M. Suman « Nous nous entendons tous très bien », a-t-il déclaré. « Nous sommes de bons amis. » Et voilà : hindous, musulmans et bouddhistes, tous travaillant ensemble pour créer quelque chose dont la vocation est la paix, la guérison et l’harmonie. Au cours d’une semaine où le Népal a été témoin d’une destruction aussi terrible, ce petit atelier niché dans une vallée paisible m’a semblé être le rappel de quelque chose d’important. Des mains différentes, des croyances différentes et des savoir-faire différents — tous travaillant en rythme pour créer un son magnifique.
Bang ! Bang ! Bang ! Peut-être que le monde pourrait apprendre quelque chose de l’atelier de bols chantants de M. Suman. Il y a également une autre nouvelle importante en provenance du Népal… Nous avons maintenant franchi une étape majeure et, mardi 25 août, nous avons officiellement nommé Bicky — notre fournisseur de longue date de papier Lokta — comme agent d’approvisionnement et de coordination d’Ancient Wisdom au Népal. Bicky travaillera en étroite collaboration avec notre agent de transport de confiance, M. Padam, d’Oriental Cargo Services, afin de nous aider à coordonner les fournisseurs, à améliorer le contrôle qualité et à rendre nos expéditions depuis le Népal plus rapides, plus fluides et plus fiables. Les exigences de conformité liées à l’importation de produits au Royaume-Uni et en Europe deviennent chaque année plus complexes.
Les informations sur les produits, les matériaux, les tests, les emballages et les documents doivent tous être correctement vérifiés et organisés. Bicky nous aidera à gérer tout cela directement à la source, avant que les marchandises ne quittent le Népal. Cela signifie que nous pourrons travailler avec davantage de petits producteurs, développer davantage de produits originaux et — surtout — nous assurer que tout arrive dans nos entrepôts dans l’état et selon les standards que nos clients attendent. Naturellement, une nomination aussi importante se devait d’être célébrée comme il se doit.

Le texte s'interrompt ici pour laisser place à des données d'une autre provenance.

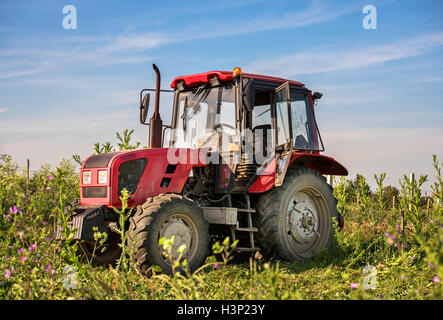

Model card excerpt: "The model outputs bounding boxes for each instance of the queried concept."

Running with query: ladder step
[237,208,255,213]
[235,227,258,232]
[235,247,260,252]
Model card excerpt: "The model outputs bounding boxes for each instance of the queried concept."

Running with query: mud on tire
[255,168,339,261]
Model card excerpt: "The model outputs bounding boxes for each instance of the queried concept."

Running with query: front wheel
[256,169,339,261]
[128,194,210,275]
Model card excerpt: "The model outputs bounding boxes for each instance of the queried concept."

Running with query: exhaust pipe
[149,64,163,149]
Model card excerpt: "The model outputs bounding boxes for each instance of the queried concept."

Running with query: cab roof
[171,70,304,88]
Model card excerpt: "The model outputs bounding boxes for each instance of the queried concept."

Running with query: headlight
[98,170,108,183]
[82,171,91,184]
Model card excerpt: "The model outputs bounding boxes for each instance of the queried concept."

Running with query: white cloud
[322,128,443,191]
[106,1,361,51]
[248,33,443,77]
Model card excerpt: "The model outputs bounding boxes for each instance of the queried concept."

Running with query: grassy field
[0,150,443,299]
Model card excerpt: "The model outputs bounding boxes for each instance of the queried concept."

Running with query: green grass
[0,155,443,299]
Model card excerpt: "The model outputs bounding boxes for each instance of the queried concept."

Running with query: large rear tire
[128,194,210,276]
[255,168,339,261]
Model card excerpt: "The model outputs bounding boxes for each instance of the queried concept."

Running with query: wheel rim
[159,214,199,262]
[285,187,329,258]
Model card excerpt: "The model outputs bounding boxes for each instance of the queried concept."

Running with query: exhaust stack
[149,64,163,149]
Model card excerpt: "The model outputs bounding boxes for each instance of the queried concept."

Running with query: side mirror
[243,78,255,111]
[140,93,151,124]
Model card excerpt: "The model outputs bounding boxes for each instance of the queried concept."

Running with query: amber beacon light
[232,67,241,78]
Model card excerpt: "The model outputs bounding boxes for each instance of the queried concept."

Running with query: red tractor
[59,65,348,274]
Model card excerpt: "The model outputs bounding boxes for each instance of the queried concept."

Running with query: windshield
[171,84,235,148]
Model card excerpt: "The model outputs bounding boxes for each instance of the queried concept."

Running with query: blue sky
[0,0,443,190]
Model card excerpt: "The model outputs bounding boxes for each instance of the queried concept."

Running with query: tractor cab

Bicky, M. Padam et moi sommes donc allés dîner dans un restaurant coréen à Katmandou. De la cuisine coréenne… pour célébrer un nouveau chapitre au Népal… pour une entreprise britannique d’articles cadeaux. Très « AW », finalement !
Cette semaine a été l’une des plus chargées de tout le voyage. Ateliers, bols chantants, papier Lokta, textiles, emballages, développement de nouveaux produits et, semble-t-il, des tasses de thé sans fin. De nombreux projets vraiment passionnants commencent à prendre forme ici — même si je pense que j’aurais besoin de quelques heures au calme simplement pour réussir à tout assimiler. Bientôt, il sera temps pour moi de poursuivre mon voyage.

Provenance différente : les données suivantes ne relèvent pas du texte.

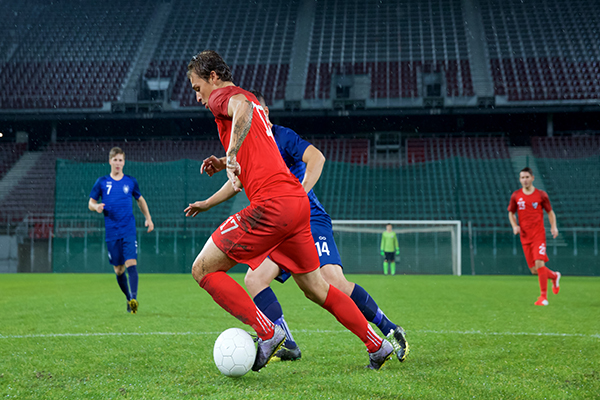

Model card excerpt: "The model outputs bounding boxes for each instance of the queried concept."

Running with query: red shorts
[521,237,548,268]
[211,196,320,274]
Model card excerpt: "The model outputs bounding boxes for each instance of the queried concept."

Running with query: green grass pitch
[0,274,600,400]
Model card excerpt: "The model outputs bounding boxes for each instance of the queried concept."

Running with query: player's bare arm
[88,197,104,214]
[302,145,325,193]
[226,94,254,191]
[183,179,242,217]
[548,210,558,239]
[200,155,227,176]
[508,211,521,235]
[137,196,154,232]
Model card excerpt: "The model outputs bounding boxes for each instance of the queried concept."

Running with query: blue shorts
[106,236,137,266]
[275,214,344,283]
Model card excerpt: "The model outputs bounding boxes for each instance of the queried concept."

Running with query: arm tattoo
[227,100,254,155]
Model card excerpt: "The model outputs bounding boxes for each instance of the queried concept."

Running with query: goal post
[332,220,462,276]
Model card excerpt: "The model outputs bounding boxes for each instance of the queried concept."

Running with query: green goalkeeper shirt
[381,231,400,253]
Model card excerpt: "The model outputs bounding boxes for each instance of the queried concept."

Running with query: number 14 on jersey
[315,242,331,257]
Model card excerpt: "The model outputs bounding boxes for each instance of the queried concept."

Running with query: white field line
[0,329,600,339]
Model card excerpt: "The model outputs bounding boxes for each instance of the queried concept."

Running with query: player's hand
[226,155,242,192]
[183,200,210,217]
[200,156,225,176]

Le Népal m’a apporté bien plus que de nouveaux produits et de nouvelles idées pour notre activité. Il m’a rappelé que derrière tout ce que nous achetons et vendons, il y a des personnes — des familles, des amitiés, des traditions et des savoir-faire transmis de génération en génération. Cette semaine nous a également rappelé à quel point la vie peut changer brutalement. Alors, depuis Katmandou, nos pensées les plus sincères restent avec toutes les personnes touchées par cette terrible catastrophe.
Et nous adressons tout notre respect aux secouristes, aux bénévoles et à toutes les personnes ordinaires qui s’entraident pour traverser ces jours si difficiles. Vendredi prochain, je vous écrirai depuis un nouvel endroit… Mais j’emporterai avec moi une petite part du Népal — et peut-être qu’au loin, quelque part en arrière-plan, j’entendrai encore ces trois marteaux tomber parfaitement à l’unisson. Bang. Bang. Bang.
Prenez soin de vous, veillez les uns sur les autres — et passez un excellent week-end.